If I could collect $1.00 from every person that asked me if I’m doing okay since the breakup I’d be a millionaire… But I still wouldn’t be able to afford to live in Seattle.. It’s just fucking expensive here.. There is no other way of saying it. $1200 a month for a shared kitchen, but I have my own space entirely and my private bathroom. Thank you JESUS! I don’t have to share a bathroom anymore! The things we look forward to at 33.

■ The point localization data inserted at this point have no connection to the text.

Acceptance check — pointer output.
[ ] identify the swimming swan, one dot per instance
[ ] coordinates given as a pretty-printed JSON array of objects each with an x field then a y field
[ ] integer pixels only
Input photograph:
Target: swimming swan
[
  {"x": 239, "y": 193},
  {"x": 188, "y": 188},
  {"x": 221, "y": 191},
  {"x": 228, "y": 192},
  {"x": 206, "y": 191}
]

Speaking of 33, I don’t feel 33 in the slightest. I feel like I’m 26 again. I moved to Seattle when I was 28 from Phoenix and man was it a change. Moving to Seattle, I was so eager to be in the cold weather, but I severely underestimated how much it really rained in the Northwest and how many gray days we would have each year. 226 days a year of clouds…. seriously.. I’ve learned that to love the Northwest and live here year after year, you must know how to make your own sunshine.
So I ask myself. What am I doing now at 33 that makes me feel 26 again? Easy.
I put me first every day.
Mental, Physical, Body, Spirit. I come first. No exceptions.
I am working hard on everything I touch in life. I will succeed in this. I’m all I have, and I need to make this work. I’ve graduated to bi-weekly therapy now that Spring has sprung and the sun is out more. I see it as a huge win.
My ex and I are even hanging out together as friends, and it’s working out really well for us. We both knew our relationship was over and we both knew that our happiness mattered more in life. Five years was a long time for being my
first real-life relationship. You ask ‘Are you OK?’ and I remind myself that if you’re only asking because you love me. I love you too. Always and forever. We can be great friends. I’m great at that. 🙂
I’ve also lost 35.7 pounds since October 24th, 2017. I follow Weight Watchers online, and I fucking love it. I finally own my journey, and I love it.
Zero depression! 16 months sober too! WHATTTT!